Moore Threads’ results mark a constructive step for China’s ambition to build indigenous high‑performance AI hardware. The combination of a flagship training GPU and mass production indicates technological progress, but the economics of chip firms are unforgiving: reaching break‑even will hinge on expanding sales into cloud and enterprise contracts, broadening software compatibility, and securing node and packaging supply amid geopolitical trade restrictions. If Moore Threads can convert product credibility into long‑term procurement agreements with hyperscalers or state‑backed data centres, it could meaningfully reduce China’s dependence on Western GPUs; if it cannot, the company risks remaining a niche supplier in a capital‑intensive market dominated by entrenched players.

China Daily Brief Editorial
Strategic Insight
China Daily Brief

Chinese GPU maker Moore Threads reported a dramatic revenue rebound for 2025, driven by surging demand for high‑performance processors in the AI boom. The company posted operating revenue of RMB 1.506 billion, a 243% year‑on‑year increase, while narrowing its net loss to RMB 1.024 billion from RMB 1.618 billion the previous year.

Management attributed the improved top‑line and gross‑profit performance to accelerated product development and market acceptance after launching the MTTS5000 — a full‑function GPU designed for both training and inference. The firm says the MTTS5000 has reached market‑leading performance levels and entered scaled production, a milestone that the company frames as validation of its architecture and commercial viability.

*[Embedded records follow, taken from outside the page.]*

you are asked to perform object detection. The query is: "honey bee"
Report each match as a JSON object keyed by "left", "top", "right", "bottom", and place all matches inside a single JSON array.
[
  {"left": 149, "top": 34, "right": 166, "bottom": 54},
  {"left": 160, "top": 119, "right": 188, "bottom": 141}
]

The results are important in two connected ways: they reflect the immediate pull of AI workloads on GPU demand, and they underscore China’s intensifying effort to build a domestic high‑performance GPU supply chain. Moore Threads is one of a handful of Chinese firms attempting to move beyond inference‑only chips to fully capable training GPUs, an area long dominated by foreign rivals such as Nvidia and, to a lesser extent, AMD.

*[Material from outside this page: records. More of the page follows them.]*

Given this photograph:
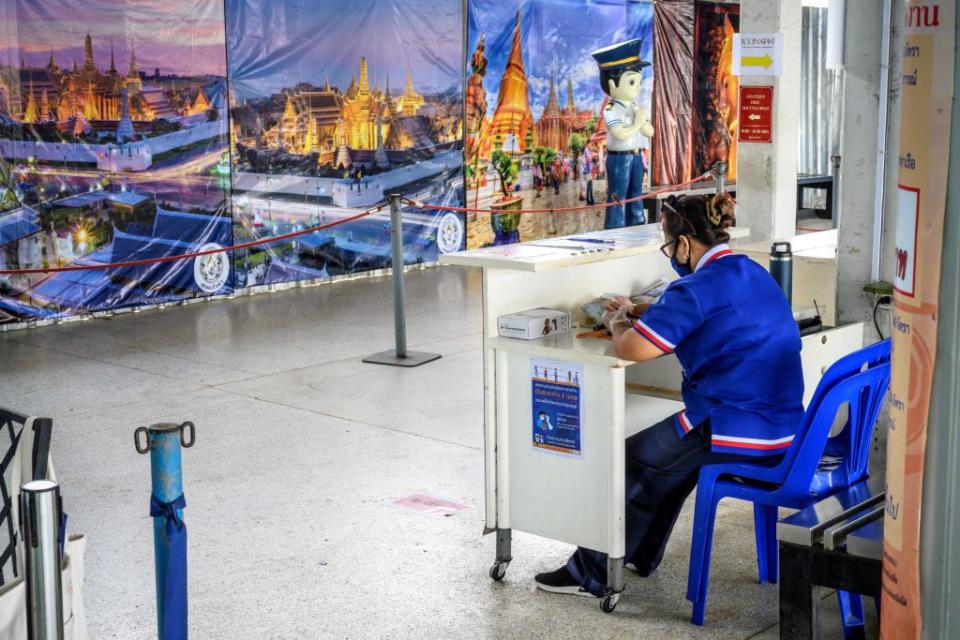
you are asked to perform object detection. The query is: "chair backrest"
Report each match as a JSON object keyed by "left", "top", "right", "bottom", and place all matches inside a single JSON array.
[
  {"left": 817, "top": 339, "right": 891, "bottom": 488},
  {"left": 807, "top": 339, "right": 891, "bottom": 416},
  {"left": 766, "top": 340, "right": 891, "bottom": 498},
  {"left": 777, "top": 361, "right": 891, "bottom": 503}
]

Yet sizable challenges remain. Despite the revenue jump, Moore Threads is still loss‑making, and translating product wins into sustainable profitability will require steady scale, robust software and ecosystem support, and access to advanced manufacturing inputs. The company will also have to fend off incumbents and prove that its cards can be integrated by cloud providers, data‑centre operators and software frameworks at scale.

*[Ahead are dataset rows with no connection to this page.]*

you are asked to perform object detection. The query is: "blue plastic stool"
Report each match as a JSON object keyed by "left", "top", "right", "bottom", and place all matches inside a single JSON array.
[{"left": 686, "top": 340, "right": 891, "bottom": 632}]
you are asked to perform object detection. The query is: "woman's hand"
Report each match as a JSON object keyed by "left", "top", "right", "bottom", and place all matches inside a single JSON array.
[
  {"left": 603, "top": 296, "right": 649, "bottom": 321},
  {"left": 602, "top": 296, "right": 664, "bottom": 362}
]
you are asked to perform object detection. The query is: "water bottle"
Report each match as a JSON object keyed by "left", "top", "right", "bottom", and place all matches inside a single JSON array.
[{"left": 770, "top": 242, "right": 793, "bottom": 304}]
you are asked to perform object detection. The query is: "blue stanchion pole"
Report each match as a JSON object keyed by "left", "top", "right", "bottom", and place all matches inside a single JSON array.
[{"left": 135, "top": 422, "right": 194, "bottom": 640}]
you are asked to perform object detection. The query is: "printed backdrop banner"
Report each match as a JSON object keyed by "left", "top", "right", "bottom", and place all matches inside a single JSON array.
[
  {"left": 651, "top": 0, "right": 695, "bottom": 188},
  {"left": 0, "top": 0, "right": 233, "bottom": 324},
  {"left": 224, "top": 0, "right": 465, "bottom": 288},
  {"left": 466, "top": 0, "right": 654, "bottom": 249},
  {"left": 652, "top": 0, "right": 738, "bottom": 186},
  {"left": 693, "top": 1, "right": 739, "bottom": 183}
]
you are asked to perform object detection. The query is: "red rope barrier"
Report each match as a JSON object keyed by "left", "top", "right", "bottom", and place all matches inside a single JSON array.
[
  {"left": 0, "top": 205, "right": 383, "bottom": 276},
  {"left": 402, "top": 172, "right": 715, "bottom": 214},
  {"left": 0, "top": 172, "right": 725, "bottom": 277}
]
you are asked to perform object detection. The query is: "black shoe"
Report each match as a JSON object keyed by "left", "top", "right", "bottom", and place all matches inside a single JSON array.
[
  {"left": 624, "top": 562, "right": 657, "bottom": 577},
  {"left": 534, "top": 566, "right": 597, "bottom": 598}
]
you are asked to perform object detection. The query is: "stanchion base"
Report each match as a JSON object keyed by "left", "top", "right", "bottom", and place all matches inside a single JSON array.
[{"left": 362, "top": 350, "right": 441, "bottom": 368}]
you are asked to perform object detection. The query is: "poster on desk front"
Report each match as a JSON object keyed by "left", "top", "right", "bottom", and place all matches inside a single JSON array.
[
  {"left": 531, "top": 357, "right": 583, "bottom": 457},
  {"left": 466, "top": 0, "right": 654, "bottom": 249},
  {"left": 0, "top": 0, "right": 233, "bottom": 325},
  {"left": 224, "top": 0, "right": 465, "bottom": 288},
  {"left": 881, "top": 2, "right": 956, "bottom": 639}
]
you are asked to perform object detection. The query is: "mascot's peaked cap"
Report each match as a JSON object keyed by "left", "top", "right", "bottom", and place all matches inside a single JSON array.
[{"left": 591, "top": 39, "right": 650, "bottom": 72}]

For international observers, Moore Threads’ progress is a useful barometer of how quickly China’s domestic GPU sector can close performance and ecosystem gaps. The firm's mass production of a training‑capable GPU suggests accelerating capability, but commercial traction in data centres and among AI developers will be the true test of whether China can reduce reliance on Western suppliers for high‑end compute.